Plan Ahead Your Merge
Table of Contents
Plan Ahead Merges for Ongoing Features
Pattern
feature/mergePlan/...
Examples
feature/mergePlan/newFeature
Description
While feature branches are being worked on, frequently perform “plan ahead” merges into the main line to ensure conflicts don’t become overwhelming.
“Plan ahead” branches should be temporary, and removed after the feature is merged into it’s base branch.
Example
Set Up
Create a feature branch: git checkout semver/minor
git checkout -b feature/newFeature
After doing some work, multiple commits may be created on feature/newFeature
. Time to do a “plan ahead” merge!
First Plan Merge
Checkout the base branch. git checkout semver/minor
Create a branch to save the merge. git checkout -b feature/mergePlan/newFeature
Merge the feature. git merge --no-ff feature/newFeature
Resolve any conflicts, then complete the merge. git merge --continue
Tip: If your conflicts are easy enough to remember, the following “Additional” and “Final” techniques may be more complex than needed. You can just repeat the “First Plan” method each time you want to check your progress and your final merge can just be a normal merge.
Additional Plan Merges
Update Plan With Feature Changes
As work continues, continue to update your merge plan. To avoid the need to resolve the same conflicts as before, you can use the previous “plan ahead” merge.
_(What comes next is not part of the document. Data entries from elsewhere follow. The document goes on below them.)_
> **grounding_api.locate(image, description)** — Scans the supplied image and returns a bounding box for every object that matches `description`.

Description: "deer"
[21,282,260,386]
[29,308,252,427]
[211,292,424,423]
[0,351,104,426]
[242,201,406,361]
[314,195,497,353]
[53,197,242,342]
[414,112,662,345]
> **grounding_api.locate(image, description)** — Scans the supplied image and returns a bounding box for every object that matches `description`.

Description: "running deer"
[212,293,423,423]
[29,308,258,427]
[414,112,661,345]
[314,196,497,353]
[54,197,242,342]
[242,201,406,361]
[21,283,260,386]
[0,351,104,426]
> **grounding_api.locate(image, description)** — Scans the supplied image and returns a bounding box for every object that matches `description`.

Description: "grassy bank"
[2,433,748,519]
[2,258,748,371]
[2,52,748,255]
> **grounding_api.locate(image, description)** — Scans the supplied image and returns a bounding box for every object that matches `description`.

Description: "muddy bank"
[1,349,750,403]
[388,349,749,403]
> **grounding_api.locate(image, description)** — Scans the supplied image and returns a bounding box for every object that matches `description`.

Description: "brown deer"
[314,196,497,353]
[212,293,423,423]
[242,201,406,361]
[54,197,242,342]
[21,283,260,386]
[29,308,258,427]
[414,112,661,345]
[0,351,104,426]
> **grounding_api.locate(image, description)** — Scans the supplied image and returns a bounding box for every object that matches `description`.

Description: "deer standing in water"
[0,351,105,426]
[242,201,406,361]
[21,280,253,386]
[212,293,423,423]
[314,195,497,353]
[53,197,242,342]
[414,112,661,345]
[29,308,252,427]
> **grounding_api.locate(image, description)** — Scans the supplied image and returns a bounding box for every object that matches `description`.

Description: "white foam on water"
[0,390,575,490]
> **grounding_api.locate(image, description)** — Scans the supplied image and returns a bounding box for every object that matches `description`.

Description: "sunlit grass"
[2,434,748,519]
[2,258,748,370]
git checkout feature/mergePlan/newFeature
Merge the feature. git merge --no-ff feature/newFeature
Resolve any conflicts, then complete the merge. git merge --continue
Update Plan With Mainline Changes
There may be changes on the Mainline that you want to include in your merge plan. In this special case for this temporary branch, merge the opposite direction from normal to update the “plan ahead” merge with changes from semver/minor
.
git checkout feature/mergePlan/newFeature
Merge changes from the mainline. git merge --no-ff semver/minor
Resolve any conflicts, then complete the merge. git merge --continue
Final Merge Into Base
Before the final merge, update the “plan ahead” merge branch with all changes from both feature and mainline. Any changes not merged into your plan will not be included in the final result.
Begin the merge normally. git checkout semver/minor
git merge --no-ff feature/newFeature
Now all the conflicts that have accumulated show at once. Use read-tree
to get all your resolved files from the “plan ahead” branch. For this to work, a clean index is required, so we’ll just add all our unresolved files (normally don’t do this, we’re about to overwrite them). git add --all
Run the following read-tree
command. The -u
argument stands for “update”, and causes the new files to also be written to your worktree (the default is to only write them to the index). The -m
argument stands for “merge” and is required, but because we only specified one tree no merging actually occurs. git read-tree -u -m feature/newFeature
Confirm that all files contain your resolutions and are added to the index, then complete the merge. git merge --continue
Delete the “plan ahead” branch. git branch -D feature/mergePlan/newFeature
Multiple Feature Branches
Don’t cross merges. Decide which will be released first and rebase the second onto it’s latest “plan ahead” merge. If the release order changes, the conflicts resolutions will need to be redone.